Em uma "atribulada renegociação", segundo os pesquisadores, 50% dos royalties foram cancelados e o Congresso aprovou mudanças radicais no contrato de concessão. O pagamento de royalties converteu-se em repasse variável (de 15% das receitas aeronáuticas e não-aeronáuticas), revisão do cronograma de investimento e a conversão de US$ 250 milhões da dívida da empresa com o Estado em participação acionária de 20%.

Lições que ficam, ressalta o estudo: 1) o governo argentino aparentemente deu maior importância à arrecadação de receita que ao aumento da competição; 2) a empresa vencedora esperou, para renegociar o contrato, até um ponto muito custoso para o governo substituí-la por outra empresa; 3) diante da insolvência da concessionária, o governo não retomou a concessão, perdendo dinheiro e deixando de avaliar outras ofertas.
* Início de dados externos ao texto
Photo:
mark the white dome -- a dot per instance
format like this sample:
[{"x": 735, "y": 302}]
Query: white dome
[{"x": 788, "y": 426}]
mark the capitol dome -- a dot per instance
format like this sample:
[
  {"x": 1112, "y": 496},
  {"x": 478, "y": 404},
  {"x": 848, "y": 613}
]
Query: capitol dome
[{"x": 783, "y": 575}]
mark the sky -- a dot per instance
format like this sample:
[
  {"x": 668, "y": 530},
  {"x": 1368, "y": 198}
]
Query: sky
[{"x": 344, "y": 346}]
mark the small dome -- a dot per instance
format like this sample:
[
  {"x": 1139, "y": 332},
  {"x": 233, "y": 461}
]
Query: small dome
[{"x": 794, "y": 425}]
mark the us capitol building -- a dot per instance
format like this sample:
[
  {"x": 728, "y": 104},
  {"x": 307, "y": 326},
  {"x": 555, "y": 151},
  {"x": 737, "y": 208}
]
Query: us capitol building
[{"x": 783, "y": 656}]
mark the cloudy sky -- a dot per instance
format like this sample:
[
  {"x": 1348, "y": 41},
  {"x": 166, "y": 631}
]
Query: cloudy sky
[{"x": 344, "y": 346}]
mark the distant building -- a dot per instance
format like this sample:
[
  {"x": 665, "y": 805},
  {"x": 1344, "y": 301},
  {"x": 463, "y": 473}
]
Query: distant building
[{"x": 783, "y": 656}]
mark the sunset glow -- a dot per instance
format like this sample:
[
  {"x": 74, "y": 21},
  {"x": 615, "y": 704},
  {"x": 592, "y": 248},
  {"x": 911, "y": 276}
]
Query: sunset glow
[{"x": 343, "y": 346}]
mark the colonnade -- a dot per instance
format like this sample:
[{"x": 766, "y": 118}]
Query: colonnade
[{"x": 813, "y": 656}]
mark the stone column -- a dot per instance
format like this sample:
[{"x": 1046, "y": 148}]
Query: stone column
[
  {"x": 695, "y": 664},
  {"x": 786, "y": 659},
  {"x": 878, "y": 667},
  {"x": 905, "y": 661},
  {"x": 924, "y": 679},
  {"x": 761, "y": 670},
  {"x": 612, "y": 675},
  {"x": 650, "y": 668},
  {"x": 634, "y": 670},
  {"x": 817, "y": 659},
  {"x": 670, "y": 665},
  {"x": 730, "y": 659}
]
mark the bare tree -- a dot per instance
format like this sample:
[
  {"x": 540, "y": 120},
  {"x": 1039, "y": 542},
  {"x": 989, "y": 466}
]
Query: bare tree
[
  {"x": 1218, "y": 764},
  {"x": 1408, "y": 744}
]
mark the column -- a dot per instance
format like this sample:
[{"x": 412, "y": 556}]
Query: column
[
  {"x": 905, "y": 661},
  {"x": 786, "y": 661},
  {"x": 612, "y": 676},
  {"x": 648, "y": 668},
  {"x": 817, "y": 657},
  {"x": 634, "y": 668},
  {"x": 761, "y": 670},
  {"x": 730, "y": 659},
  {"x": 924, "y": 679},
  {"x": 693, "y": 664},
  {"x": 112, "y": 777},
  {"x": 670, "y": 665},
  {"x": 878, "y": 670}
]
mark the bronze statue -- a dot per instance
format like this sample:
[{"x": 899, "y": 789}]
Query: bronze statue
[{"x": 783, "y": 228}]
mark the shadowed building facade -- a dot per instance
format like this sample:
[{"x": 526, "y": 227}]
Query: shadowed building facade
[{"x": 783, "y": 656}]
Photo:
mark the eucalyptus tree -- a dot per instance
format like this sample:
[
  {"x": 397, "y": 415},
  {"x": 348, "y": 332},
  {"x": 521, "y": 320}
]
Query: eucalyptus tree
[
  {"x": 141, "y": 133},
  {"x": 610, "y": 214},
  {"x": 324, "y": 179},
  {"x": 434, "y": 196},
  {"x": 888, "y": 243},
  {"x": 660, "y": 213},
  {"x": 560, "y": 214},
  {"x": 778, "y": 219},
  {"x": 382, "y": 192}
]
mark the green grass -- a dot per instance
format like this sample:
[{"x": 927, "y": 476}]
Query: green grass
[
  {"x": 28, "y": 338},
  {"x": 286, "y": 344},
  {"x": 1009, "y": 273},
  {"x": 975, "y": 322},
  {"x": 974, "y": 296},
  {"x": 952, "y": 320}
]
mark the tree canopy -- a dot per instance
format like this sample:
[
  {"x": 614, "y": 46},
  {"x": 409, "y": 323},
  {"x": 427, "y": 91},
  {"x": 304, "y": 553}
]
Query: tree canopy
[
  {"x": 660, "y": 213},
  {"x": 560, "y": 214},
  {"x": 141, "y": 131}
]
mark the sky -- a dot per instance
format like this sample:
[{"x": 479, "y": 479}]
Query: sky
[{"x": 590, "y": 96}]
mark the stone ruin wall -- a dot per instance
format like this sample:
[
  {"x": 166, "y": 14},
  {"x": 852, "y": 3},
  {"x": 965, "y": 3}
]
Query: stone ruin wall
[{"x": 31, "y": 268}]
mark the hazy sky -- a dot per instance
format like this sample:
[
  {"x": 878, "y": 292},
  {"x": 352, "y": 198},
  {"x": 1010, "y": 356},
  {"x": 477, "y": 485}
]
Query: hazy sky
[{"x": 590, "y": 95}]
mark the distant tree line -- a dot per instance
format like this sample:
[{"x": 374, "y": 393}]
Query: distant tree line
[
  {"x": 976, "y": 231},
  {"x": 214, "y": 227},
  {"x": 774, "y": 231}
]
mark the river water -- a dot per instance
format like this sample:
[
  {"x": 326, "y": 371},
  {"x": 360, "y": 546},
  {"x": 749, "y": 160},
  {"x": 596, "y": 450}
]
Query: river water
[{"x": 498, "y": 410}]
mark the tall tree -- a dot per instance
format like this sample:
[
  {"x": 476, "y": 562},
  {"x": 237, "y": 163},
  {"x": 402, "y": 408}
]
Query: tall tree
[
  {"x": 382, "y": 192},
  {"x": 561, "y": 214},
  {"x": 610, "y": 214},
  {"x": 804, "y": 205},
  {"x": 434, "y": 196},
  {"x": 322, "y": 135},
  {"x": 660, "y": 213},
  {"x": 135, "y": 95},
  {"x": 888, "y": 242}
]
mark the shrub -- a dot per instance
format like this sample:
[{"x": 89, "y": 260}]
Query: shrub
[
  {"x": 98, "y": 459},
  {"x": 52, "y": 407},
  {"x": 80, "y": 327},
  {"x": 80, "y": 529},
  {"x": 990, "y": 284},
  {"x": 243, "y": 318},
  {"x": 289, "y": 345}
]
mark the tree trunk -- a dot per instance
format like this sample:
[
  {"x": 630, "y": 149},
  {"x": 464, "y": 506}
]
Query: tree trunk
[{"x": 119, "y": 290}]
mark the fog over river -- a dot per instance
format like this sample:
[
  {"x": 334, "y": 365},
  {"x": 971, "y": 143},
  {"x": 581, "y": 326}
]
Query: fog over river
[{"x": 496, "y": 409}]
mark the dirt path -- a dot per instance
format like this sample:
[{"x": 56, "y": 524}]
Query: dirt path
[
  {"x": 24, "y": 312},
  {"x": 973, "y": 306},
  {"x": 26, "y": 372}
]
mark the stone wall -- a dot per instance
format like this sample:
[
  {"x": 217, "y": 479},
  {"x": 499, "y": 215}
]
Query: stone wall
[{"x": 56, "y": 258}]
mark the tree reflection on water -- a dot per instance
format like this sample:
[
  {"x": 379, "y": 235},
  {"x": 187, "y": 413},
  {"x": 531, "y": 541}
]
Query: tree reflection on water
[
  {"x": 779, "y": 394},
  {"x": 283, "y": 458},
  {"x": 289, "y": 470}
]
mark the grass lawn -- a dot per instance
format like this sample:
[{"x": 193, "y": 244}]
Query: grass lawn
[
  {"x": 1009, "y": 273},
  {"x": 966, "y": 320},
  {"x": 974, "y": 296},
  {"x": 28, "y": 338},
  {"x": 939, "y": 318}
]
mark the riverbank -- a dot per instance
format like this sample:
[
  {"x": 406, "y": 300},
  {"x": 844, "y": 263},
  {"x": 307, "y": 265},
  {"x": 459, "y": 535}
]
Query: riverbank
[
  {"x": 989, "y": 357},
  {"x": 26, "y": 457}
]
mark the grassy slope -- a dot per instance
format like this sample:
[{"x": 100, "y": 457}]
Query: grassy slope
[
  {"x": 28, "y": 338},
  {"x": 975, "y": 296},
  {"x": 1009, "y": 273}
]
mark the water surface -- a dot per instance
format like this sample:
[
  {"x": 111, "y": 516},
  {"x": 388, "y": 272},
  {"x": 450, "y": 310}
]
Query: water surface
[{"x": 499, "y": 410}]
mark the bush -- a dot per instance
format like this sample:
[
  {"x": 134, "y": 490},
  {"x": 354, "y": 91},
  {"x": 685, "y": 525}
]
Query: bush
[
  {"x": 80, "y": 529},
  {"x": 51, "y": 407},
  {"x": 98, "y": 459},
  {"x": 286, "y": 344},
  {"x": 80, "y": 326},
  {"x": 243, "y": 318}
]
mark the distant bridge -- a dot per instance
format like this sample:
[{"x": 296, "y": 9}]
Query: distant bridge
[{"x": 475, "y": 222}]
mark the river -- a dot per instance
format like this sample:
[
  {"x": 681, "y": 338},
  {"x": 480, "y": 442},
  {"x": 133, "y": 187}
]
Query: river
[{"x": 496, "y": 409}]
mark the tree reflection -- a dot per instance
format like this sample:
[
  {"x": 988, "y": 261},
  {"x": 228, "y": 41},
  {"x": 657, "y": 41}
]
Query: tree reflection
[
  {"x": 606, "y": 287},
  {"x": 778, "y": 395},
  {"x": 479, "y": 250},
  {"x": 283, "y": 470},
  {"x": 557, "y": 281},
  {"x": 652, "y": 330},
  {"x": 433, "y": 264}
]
Dos países pesquisados, uma das experiências mais curiosas é a da Alemanha. Em 2001, o aeroporto de Frankfurt - o maior da Europa - abriu seu capital. A Fraport, firma que administra o aeroporto, tem 51% de suas ações nas mãos do Estado de Hesse e da prefeitura local. Os investidores privados detêm 49%. Na definição das tarifas aeroportuárias, a Fraport negocia diretamente com as companhias aéreas.

O governo faz recomendações, mas não exigências. Além de contratos de cinco anos de duração para fixar as tarifas com linhas aéreas, há uma divisão de riscos. As partes acertam uma determinada meta de receita anual, baseada na expectativa de aumento da demanda. Se a meta for ultrapassada, a Fraport entrega 33% do excedente às aéreas; se a meta não for alcançada, elas se responsabilizam por 33% do montante para equilibrar as contas do aeroporto de Frankfurt.

Outro caso que chama a atenção e serve de alerta à anac é o do Canadá. No fim da década de 80, diante dos seguidos déficits que o Tesouro precisava bancar, a administração dos aeroportos foi descentralizada. Autoridades locais optaram por contratos de aluguel das instalações. A Air Canada, maior companhia aérea do país, passou a dominar os "slots" (faixas de horário para pousos e decolagens) e principais terminais de passageiros, responsabilizando-se pelos investimentos em infraestrutura. Com isso, aumentou a barreira para a entrada de novas empresas aéreas nos aeroportos mais concorridos, o que teria aumentado consideravelmente o preços das passagens.

No Reino Unido, houve venda integral da BAA, que administra sete aeroportos - inclusive os londrinos Heathrow, Gatwick e Stansted -, em 1987. Hoje a BAA é controlada pela espanhola Ferrovial.

Com mais de 20 anos dessa experiência, verificou-se o seguinte : persiste o excesso de demanda em Londres, o que pode ser indício de sub investimento da BAA; o aeroporto de Manchester (administrado pela prefeitura local) apresenta excesso de capacidade; há problemas na distribuição de "slots" e na qualidade dos serviços que são prestados.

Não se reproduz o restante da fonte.